PGx testing is especially effective with conditions such as mental health, which is complex and multi-faceted. It includes a wide range of disorders including depression, anxiety, bipolar disorder and more. It is a condition where finding the right medication and dose is challenging. PGx can play a significant role in reducing trial and error prescribing that can be frustrating for both the patient and the prescriber.

To illustrate the benefit of PGx, let’s consider a patient at Tria Health with a history of poorly controlled mental health. The patient had been taking a medication commonly prescribed to treat anxiety and depression for four months.  Despite a recent dose increase, the patient had not seen an improvement in symptoms.  After conducting pharmacogenomics testing, we discovered the patient had a genetic variance that resulted in rapid metabolism of that particular medication. This prevented the drug from achieving a therapeutic concentration, which explained why the patient had not seen any improvement. We were able to pinpoint a treatment option that avoided the patient’s drug-gene interactions.  The patient is now taking the new medication and tolerating it well, with a significant improvement in their anxiety and depression symptoms.

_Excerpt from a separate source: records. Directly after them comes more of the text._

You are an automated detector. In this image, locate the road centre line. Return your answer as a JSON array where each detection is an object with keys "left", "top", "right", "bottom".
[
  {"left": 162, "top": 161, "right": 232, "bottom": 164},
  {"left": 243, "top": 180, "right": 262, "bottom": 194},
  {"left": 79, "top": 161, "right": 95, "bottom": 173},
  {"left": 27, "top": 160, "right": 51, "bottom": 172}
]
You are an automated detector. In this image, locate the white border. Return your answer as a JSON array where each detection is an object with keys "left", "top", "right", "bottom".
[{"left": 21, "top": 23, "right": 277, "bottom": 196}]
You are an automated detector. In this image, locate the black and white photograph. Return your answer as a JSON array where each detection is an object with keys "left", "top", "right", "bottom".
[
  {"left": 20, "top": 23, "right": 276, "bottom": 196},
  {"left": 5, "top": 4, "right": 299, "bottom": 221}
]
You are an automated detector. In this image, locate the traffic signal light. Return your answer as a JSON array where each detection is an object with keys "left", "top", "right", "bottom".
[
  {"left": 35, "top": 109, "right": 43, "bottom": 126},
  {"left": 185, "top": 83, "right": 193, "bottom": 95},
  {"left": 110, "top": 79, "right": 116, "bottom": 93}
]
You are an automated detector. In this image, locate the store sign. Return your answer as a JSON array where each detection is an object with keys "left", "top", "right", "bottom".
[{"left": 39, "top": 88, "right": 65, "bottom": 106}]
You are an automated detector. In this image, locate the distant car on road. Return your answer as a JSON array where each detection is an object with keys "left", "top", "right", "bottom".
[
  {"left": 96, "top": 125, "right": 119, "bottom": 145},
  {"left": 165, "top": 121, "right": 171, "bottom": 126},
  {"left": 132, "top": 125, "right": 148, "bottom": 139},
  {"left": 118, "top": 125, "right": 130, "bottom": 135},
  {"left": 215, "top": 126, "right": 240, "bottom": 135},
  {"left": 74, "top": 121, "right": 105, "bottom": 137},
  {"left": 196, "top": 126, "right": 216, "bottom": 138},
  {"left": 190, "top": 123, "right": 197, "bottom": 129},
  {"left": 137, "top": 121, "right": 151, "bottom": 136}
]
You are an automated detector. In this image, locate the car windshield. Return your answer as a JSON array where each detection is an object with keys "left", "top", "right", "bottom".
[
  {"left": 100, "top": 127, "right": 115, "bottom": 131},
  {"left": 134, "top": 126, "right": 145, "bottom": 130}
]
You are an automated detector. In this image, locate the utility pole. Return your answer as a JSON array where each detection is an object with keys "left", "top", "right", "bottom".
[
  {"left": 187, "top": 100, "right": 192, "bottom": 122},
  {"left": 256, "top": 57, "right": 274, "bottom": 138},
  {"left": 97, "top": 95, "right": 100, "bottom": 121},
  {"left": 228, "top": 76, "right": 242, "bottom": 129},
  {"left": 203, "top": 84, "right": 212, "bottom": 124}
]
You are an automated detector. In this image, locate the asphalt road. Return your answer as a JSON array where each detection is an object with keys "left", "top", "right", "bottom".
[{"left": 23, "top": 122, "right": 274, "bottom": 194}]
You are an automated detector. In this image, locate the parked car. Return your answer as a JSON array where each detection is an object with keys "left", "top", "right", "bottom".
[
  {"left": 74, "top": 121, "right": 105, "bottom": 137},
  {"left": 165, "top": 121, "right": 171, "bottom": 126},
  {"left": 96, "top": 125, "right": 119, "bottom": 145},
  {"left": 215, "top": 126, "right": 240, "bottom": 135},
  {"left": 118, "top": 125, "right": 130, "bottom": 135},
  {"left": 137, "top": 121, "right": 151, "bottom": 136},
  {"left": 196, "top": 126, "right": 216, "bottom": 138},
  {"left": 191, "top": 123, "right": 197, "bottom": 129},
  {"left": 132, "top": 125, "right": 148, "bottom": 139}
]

What Does This Mean for Employers?

Pharmacogenomics has great potential to improve health outcomes and reduce the risk for adverse drug reactions, which is a major cause of emergency room visits and hospitalizations each year. This, in turn, reduces healthcare costs for an employer’s health plan.  However, there are still a few challenges that exist.  One, the test results are generally presented in long complicated report that is difficult to understand. A qualified health professional is essential to ensuring appropriate interpretation of the  results for patients.  Many times, additional education is required for providers who are not as familiar with pharmacogenomic test results. Second, these tests can be cost prohibitive, making it impractical to offer as a healthcare benefit to all employees and/or members.

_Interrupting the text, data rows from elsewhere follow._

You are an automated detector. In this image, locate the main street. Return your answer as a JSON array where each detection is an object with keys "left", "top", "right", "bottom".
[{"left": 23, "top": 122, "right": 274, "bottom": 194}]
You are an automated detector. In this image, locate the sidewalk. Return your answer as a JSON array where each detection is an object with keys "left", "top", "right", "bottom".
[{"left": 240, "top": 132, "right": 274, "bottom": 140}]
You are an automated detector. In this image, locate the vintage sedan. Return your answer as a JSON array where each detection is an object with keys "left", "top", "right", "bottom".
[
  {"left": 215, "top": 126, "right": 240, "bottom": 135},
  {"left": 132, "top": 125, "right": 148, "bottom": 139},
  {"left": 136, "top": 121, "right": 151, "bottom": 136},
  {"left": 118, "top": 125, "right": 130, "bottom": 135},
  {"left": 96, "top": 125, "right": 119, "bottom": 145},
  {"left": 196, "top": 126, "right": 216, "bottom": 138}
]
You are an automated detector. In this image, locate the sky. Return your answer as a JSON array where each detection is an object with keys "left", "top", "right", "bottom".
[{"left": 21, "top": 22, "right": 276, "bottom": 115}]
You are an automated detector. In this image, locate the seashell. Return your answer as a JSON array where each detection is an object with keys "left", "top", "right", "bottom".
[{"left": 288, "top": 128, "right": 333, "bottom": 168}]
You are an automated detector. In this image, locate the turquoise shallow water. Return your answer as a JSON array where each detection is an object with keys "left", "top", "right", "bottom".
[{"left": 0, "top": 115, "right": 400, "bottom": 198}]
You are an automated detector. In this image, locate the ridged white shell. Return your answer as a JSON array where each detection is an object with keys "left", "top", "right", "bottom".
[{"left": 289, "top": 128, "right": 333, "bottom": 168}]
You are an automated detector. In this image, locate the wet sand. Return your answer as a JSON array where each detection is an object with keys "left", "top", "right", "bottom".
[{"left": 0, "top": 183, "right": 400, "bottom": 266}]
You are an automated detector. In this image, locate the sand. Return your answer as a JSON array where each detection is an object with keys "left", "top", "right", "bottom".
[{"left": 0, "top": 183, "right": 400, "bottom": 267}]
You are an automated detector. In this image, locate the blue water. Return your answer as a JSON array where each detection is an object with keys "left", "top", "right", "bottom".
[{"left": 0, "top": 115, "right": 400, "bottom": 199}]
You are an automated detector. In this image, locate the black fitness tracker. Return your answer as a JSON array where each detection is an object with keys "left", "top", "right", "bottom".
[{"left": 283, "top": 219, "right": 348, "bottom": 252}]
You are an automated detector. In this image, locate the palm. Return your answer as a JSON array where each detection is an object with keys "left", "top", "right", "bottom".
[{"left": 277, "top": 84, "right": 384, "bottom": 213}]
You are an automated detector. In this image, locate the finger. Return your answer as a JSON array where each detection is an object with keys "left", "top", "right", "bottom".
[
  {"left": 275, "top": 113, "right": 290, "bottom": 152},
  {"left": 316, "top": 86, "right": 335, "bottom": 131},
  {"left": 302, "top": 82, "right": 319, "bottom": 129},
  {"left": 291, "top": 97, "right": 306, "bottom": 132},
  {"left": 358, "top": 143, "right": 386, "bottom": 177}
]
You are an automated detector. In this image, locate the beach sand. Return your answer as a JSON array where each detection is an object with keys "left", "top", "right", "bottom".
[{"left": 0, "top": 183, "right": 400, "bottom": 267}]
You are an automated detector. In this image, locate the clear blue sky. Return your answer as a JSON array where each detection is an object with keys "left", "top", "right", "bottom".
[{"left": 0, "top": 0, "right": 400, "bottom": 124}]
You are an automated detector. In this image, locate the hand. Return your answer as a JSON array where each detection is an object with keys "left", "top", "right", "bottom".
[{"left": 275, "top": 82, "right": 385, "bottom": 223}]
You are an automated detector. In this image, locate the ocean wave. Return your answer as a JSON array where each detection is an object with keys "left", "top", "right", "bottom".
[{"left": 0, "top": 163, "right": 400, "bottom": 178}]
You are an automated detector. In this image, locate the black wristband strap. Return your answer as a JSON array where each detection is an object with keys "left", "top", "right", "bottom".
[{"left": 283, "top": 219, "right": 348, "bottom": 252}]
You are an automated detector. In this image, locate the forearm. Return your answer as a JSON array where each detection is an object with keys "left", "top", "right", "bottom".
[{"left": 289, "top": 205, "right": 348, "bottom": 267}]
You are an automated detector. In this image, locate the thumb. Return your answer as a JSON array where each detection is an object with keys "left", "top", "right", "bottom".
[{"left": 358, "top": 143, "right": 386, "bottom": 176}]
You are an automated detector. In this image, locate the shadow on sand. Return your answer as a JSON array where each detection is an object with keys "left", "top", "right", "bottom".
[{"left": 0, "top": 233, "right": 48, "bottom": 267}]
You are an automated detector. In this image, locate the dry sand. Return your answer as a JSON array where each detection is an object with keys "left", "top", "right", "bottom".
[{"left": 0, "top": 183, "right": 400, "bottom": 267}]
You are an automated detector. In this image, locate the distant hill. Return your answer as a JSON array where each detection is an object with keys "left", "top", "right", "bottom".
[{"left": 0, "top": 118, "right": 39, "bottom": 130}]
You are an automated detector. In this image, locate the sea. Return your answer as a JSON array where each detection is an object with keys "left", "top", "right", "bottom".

However, employers can still control costs and reap the benefits of PGx testing by developing a plan design that provides testing to high-risk individuals who stand to benefit the most.  This targeted approach will ensure that resources are allocated in a manner that maximizes the value of PGx testing, reducing overall healthcare costs and ensuring happier, healthier employees.

Overall, PGx testing has the potential to revolutionize the way drugs are prescribed, making them safer and more effective for individual patients.